At Towerstone Accountants we provide specialist accountancy services for solicitors and law firms operating under SRA regulation. This article has been written to explain What is the process for submitting an accountants’ report to the SRA in clear practical terms so you understand how the rules apply in day to day practice. Our aim is to help you stay compliant protect client money and make informed financial decisions.
For many solicitors, the accountants’ report is one of those regulatory obligations that sits quietly in the background until it suddenly becomes urgent. It is rarely part of day to day practice, yet when it is required, the consequences of getting it wrong can be serious. Late submission, incomplete reports, or misunderstandings about whether a report is needed at all regularly lead to unnecessary stress and, in some cases, regulatory scrutiny.
In this article, I will walk through the full process for submitting an accountants’ report to the SRA, step by step, in plain English. I will explain when a report is required, who can prepare it, what it covers, how it is submitted, and what happens if issues are identified. This is based on practical experience working with solicitor firms and interpreting current UK regulatory guidance.

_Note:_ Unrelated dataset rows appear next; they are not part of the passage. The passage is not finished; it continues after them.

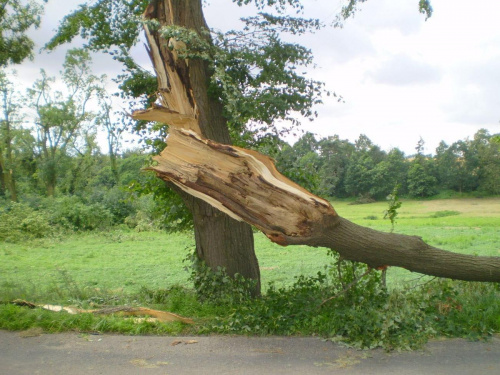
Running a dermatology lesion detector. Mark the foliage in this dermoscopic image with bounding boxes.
[44,196,113,231]
[384,185,403,231]
[184,250,256,306]
[0,202,54,242]
[0,0,47,68]
[29,49,104,196]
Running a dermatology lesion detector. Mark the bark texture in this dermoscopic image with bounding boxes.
[138,0,260,294]
[151,130,500,282]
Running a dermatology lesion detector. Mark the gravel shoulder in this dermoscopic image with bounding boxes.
[0,331,500,375]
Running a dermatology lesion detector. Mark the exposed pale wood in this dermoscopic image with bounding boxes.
[150,130,500,281]
[132,104,200,133]
[140,2,200,133]
[138,0,260,296]
[146,130,337,245]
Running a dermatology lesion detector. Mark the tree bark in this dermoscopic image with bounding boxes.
[146,130,500,282]
[138,0,260,295]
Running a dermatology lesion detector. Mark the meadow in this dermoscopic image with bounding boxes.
[0,198,500,300]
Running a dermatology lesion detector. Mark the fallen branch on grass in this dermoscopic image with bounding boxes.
[12,299,194,324]
[144,128,500,282]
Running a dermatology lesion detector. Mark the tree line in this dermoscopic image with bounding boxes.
[274,129,500,201]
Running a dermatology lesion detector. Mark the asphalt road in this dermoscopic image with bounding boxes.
[0,331,500,375]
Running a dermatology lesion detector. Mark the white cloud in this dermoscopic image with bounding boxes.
[8,0,500,153]
[366,54,441,86]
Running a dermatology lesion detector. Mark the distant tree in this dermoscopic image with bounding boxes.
[370,148,408,199]
[0,70,21,201]
[408,138,437,198]
[276,133,321,193]
[345,134,386,200]
[0,0,47,68]
[319,135,354,197]
[29,49,103,196]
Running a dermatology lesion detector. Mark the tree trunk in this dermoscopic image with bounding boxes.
[142,130,500,282]
[139,0,260,295]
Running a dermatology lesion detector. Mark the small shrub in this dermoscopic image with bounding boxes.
[0,203,54,242]
[429,210,460,219]
[45,196,113,230]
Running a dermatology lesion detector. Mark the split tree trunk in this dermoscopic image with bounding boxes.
[138,0,260,295]
[144,130,500,282]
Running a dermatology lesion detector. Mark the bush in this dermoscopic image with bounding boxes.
[45,196,113,230]
[0,203,54,242]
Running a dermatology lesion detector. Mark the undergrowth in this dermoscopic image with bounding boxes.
[0,253,500,350]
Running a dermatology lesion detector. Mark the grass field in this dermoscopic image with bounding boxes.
[0,198,500,302]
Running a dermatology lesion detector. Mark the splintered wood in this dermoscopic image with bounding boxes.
[149,129,337,245]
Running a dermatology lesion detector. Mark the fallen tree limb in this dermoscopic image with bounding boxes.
[12,299,194,324]
[149,129,500,282]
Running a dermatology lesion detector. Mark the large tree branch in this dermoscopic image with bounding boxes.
[146,129,500,282]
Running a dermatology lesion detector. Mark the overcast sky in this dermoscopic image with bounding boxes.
[11,0,500,154]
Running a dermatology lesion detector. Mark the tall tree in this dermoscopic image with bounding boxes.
[0,0,43,201]
[49,0,436,296]
[29,49,102,196]
[0,0,46,68]
[0,70,20,201]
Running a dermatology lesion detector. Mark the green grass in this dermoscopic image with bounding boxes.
[0,198,500,348]
[0,199,500,296]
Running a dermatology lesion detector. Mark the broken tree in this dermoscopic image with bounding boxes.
[133,0,500,284]
[143,129,500,282]
[137,0,260,294]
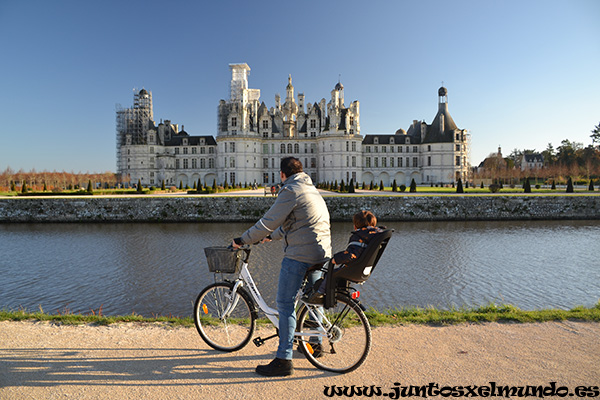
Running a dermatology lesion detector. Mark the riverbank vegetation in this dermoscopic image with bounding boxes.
[0,301,600,327]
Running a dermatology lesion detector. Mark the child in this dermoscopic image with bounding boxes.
[306,210,381,304]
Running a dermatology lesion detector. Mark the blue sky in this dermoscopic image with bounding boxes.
[0,0,600,172]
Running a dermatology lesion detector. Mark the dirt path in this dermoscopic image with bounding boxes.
[0,321,600,400]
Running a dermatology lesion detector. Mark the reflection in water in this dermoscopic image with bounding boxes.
[0,221,600,316]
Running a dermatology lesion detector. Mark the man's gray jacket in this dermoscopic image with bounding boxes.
[241,172,331,264]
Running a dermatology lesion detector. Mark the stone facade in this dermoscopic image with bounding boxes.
[117,64,470,187]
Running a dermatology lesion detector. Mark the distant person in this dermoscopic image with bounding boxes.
[232,157,331,376]
[306,210,381,304]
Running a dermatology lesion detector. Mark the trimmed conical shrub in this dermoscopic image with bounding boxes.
[410,178,417,193]
[567,177,575,193]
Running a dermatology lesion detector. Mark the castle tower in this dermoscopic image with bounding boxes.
[229,64,250,102]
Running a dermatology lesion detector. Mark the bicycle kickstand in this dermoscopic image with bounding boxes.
[252,332,279,347]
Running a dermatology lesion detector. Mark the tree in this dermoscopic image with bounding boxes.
[456,178,465,193]
[590,124,600,144]
[567,177,574,193]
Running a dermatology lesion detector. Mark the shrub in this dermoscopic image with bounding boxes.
[410,178,417,193]
[456,178,465,193]
[523,178,531,193]
[489,183,500,193]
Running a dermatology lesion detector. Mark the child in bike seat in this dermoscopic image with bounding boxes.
[304,210,381,304]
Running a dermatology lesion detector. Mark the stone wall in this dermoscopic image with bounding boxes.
[0,195,600,223]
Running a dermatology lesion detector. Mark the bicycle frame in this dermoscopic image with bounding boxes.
[231,261,331,338]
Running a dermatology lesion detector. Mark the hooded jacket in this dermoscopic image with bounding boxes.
[241,172,331,264]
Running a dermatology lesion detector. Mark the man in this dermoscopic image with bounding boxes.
[232,157,331,376]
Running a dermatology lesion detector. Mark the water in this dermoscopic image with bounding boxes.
[0,221,600,316]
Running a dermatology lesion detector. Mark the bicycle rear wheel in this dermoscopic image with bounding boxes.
[297,294,371,373]
[194,282,256,351]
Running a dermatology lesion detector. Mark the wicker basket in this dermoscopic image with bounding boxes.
[204,246,242,274]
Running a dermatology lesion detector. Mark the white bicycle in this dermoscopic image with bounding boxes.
[194,230,392,373]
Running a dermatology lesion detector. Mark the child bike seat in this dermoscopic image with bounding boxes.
[325,229,394,308]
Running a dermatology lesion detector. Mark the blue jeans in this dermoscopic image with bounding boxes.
[277,258,321,360]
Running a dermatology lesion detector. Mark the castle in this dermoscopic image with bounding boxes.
[117,64,470,186]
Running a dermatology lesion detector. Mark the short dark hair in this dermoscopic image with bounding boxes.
[281,157,302,178]
[352,210,377,229]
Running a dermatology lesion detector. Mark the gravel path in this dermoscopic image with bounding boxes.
[0,321,600,400]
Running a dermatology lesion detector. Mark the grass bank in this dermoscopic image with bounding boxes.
[0,301,600,327]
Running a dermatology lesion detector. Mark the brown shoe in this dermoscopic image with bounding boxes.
[256,358,294,376]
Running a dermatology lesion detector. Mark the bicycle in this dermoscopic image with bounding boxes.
[194,230,392,373]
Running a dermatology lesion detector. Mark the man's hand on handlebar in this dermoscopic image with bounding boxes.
[230,235,272,250]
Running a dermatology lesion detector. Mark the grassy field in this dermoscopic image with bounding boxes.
[0,301,600,327]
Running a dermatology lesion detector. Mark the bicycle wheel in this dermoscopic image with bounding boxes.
[297,294,371,373]
[194,282,256,351]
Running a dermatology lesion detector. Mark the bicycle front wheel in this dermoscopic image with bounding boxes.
[194,282,256,351]
[297,295,371,373]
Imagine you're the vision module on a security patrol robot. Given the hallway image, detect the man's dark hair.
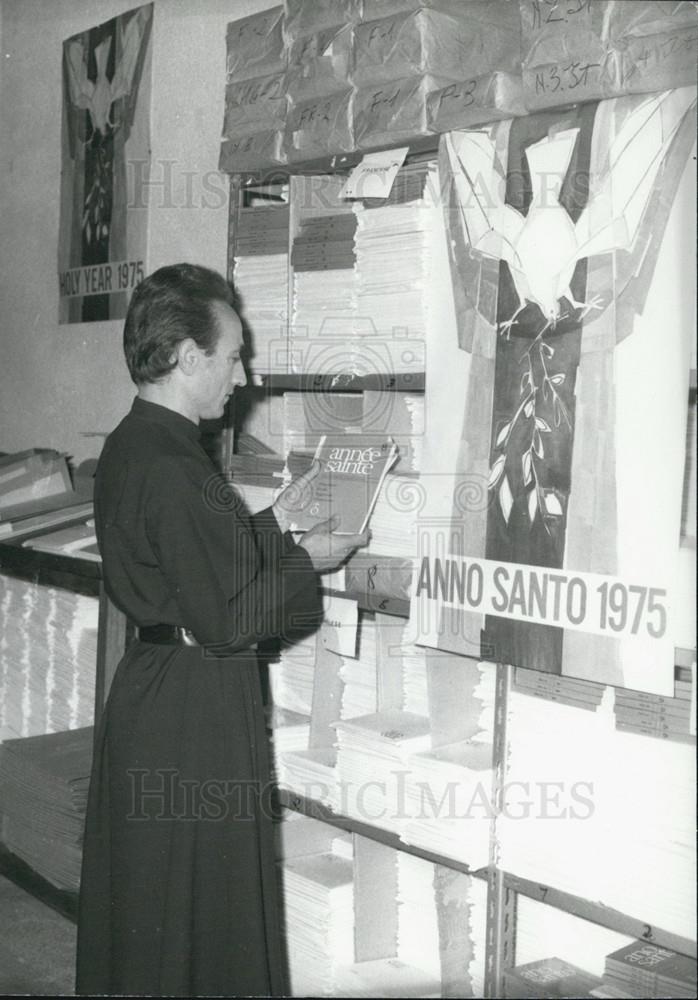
[124,264,235,385]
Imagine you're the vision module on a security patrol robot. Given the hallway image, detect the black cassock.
[77,398,321,996]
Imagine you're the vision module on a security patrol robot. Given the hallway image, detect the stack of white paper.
[402,640,429,715]
[335,710,431,832]
[402,742,494,870]
[283,392,309,455]
[355,166,442,373]
[290,268,356,375]
[397,853,441,986]
[472,660,497,743]
[335,958,441,997]
[269,635,316,715]
[268,707,310,778]
[0,727,93,891]
[497,688,696,938]
[277,747,339,809]
[468,878,487,997]
[0,577,98,739]
[365,473,421,560]
[340,615,377,719]
[234,479,282,514]
[233,253,289,374]
[282,852,354,996]
[362,390,424,473]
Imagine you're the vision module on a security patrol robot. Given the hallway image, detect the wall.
[0,0,272,465]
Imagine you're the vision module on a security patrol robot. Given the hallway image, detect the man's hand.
[298,514,369,573]
[272,459,322,531]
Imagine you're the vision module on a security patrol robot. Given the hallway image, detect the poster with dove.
[58,3,153,323]
[413,87,696,695]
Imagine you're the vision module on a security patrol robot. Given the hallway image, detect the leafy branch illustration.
[488,327,572,534]
[82,146,109,243]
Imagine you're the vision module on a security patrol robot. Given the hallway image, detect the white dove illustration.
[67,7,149,143]
[446,87,695,336]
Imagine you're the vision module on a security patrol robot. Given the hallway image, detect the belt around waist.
[138,624,257,656]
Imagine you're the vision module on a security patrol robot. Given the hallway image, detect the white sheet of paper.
[320,594,359,658]
[340,146,409,198]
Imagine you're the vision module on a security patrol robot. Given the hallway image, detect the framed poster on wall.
[58,3,153,323]
[412,87,696,694]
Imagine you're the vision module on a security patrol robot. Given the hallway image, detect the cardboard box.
[218,129,286,174]
[285,88,355,162]
[287,24,354,100]
[354,75,453,149]
[223,73,288,139]
[284,0,362,38]
[226,6,288,83]
[354,0,520,87]
[427,73,527,132]
[520,0,698,111]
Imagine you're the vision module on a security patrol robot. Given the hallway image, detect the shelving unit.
[0,528,132,922]
[224,146,696,997]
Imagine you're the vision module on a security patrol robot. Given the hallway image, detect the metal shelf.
[255,372,426,393]
[277,788,489,879]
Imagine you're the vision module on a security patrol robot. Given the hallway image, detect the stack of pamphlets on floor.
[290,191,356,376]
[613,667,696,745]
[269,635,317,715]
[366,473,421,559]
[335,958,442,997]
[497,688,696,939]
[0,448,73,521]
[233,205,289,374]
[504,958,601,1000]
[0,576,98,739]
[395,851,441,990]
[355,164,436,374]
[279,747,344,812]
[401,625,429,715]
[603,941,698,998]
[340,615,377,719]
[402,742,494,870]
[0,728,93,890]
[268,707,310,784]
[282,851,354,996]
[361,389,424,473]
[335,710,431,833]
[512,667,604,712]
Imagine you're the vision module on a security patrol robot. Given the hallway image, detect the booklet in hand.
[289,435,398,535]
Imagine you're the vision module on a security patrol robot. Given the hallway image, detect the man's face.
[198,302,247,420]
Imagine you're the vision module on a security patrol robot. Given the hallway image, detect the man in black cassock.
[77,264,367,996]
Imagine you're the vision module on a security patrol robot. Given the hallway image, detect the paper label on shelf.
[322,566,347,590]
[320,594,359,658]
[340,146,409,198]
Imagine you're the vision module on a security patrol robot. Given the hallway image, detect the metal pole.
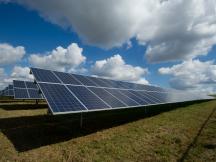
[35,99,38,105]
[80,113,83,128]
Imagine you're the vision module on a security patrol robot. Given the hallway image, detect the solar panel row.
[31,68,165,92]
[31,68,200,114]
[0,85,14,96]
[13,80,43,99]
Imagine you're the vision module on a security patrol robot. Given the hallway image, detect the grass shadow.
[0,98,212,152]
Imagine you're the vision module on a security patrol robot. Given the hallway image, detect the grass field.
[0,101,216,162]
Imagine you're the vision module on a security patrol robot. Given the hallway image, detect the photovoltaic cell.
[9,89,14,96]
[140,91,161,103]
[88,77,109,87]
[13,80,43,99]
[31,68,61,83]
[25,81,38,89]
[105,88,139,106]
[38,83,86,114]
[89,87,127,108]
[130,90,157,105]
[28,89,42,99]
[29,68,211,114]
[13,80,26,88]
[67,86,110,110]
[120,90,148,105]
[72,74,97,86]
[14,88,29,99]
[54,71,82,85]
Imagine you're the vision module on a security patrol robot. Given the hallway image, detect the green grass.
[0,101,216,161]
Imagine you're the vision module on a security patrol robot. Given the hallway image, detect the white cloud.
[29,43,86,72]
[10,0,216,62]
[0,68,6,90]
[0,43,26,65]
[0,66,33,90]
[159,60,216,92]
[91,54,148,84]
[11,66,33,80]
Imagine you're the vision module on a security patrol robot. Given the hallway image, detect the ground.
[0,100,216,162]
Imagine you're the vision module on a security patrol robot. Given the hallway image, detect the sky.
[0,0,216,93]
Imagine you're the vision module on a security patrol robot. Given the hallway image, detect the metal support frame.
[35,99,38,105]
[80,112,83,128]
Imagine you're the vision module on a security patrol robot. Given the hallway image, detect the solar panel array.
[31,68,208,114]
[13,80,43,99]
[0,85,14,96]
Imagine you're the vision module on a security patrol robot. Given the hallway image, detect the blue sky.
[0,0,216,91]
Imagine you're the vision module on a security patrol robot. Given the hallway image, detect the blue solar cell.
[25,81,38,89]
[31,68,61,83]
[8,89,14,96]
[120,90,148,105]
[13,80,26,88]
[148,92,169,103]
[72,74,97,86]
[54,71,82,85]
[97,78,118,88]
[14,88,29,99]
[8,85,13,90]
[88,77,110,87]
[105,88,139,106]
[139,91,162,103]
[67,86,110,110]
[28,89,42,99]
[38,83,86,114]
[89,87,127,108]
[130,90,157,104]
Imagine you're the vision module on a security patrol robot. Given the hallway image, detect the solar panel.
[72,74,97,86]
[14,88,29,99]
[54,71,82,85]
[38,83,86,114]
[120,90,148,105]
[67,86,111,110]
[89,87,127,108]
[13,80,43,99]
[105,88,140,106]
[31,68,61,83]
[30,68,211,115]
[13,80,26,88]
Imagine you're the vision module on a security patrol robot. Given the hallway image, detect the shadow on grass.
[0,102,48,111]
[0,101,213,152]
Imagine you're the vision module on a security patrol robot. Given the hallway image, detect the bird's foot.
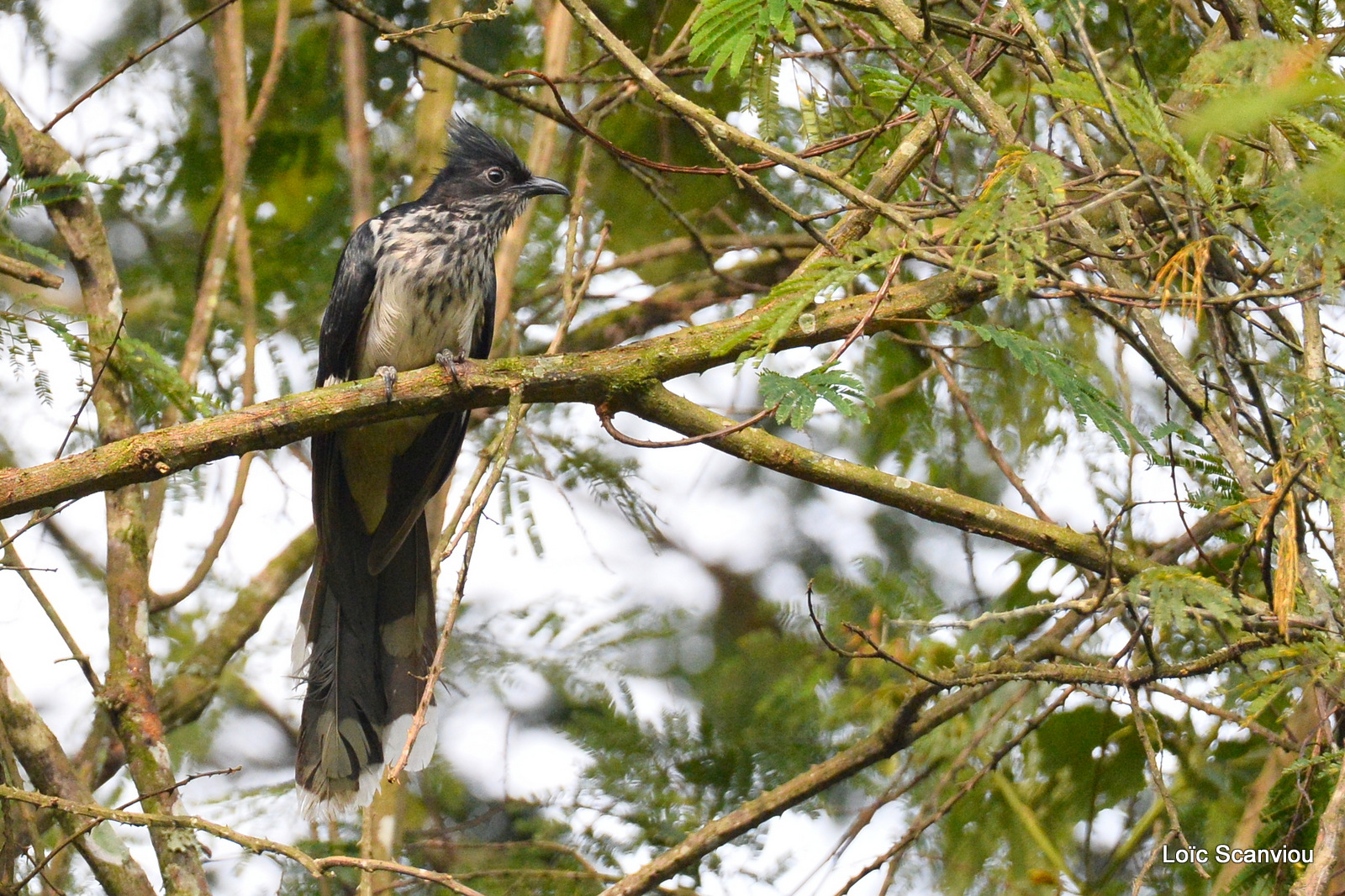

What an accountants’ report actually is
An accountants’ report is a formal report prepared by an independent accountant on a solicitor firm’s compliance with the SRA Accounts Rules.
Its purpose is not to check profitability or tax efficiency. Instead, it focuses on whether the firm has handled client money properly and maintained appropriate accounting systems and controls.
The report is submitted to the Solicitors Regulation Authority in specific circumstances and within defined time limits.
When an accountants’ report is required
Not all solicitor firms are required to submit an accountants’ report every year. This is one of the most misunderstood aspects of the process.
In general terms, a report is required if the firm has held or received client money during the relevant accounting period, unless a specific exemption applies.
Whether a report is required depends on factors such as:
Whether client money was held at any point
The amount of client money held
How the firm operates
Whether the firm falls within an exemption
Many firms assume they are exempt without properly checking, which is risky. If a report is required and not submitted, this can itself be a regulatory breach.
Common exemptions from the accountants’ report
Some firms are exempt from submitting a report, even if they deal with client money.
Examples of exemptions may include situations where:
Client money was held only briefly
The firm meets specific conditions set out in the Accounts Rules
The firm operates under certain alternative arrangements
However, exemptions are conditional and fact specific. They are not blanket exemptions for certain types of firms.
I always advise solicitors to document clearly why they believe an exemption applies. If the SRA later asks, you need to be able to justify that decision.
The reporting period and deadlines
The accountants’ report relates to a specific accounting period, usually aligned with the firm’s financial year.
The deadline for submitting the report is typically:
Six months after the end of the accounting period
For example, if a firm’s year end is 31 March, the accountants’ report would usually be due by 30 September.
Missing this deadline is one of the most common issues I see, often because the requirement was not identified early enough.
Who can prepare an accountants’ report
Not every accountant is permitted to prepare an accountants’ report for a solicitor firm.
The reporting accountant must:
Be a member of a recognised UK professional body
Be independent of the firm
Have appropriate experience
Understand the SRA Accounts Rules
Independence is particularly important. An accountant who is too closely involved in the firm’s day to day financial management may not be eligible to act as the reporting accountant.
This is why many firms use one accountant for ongoing support and a separate reporting accountant for the formal report.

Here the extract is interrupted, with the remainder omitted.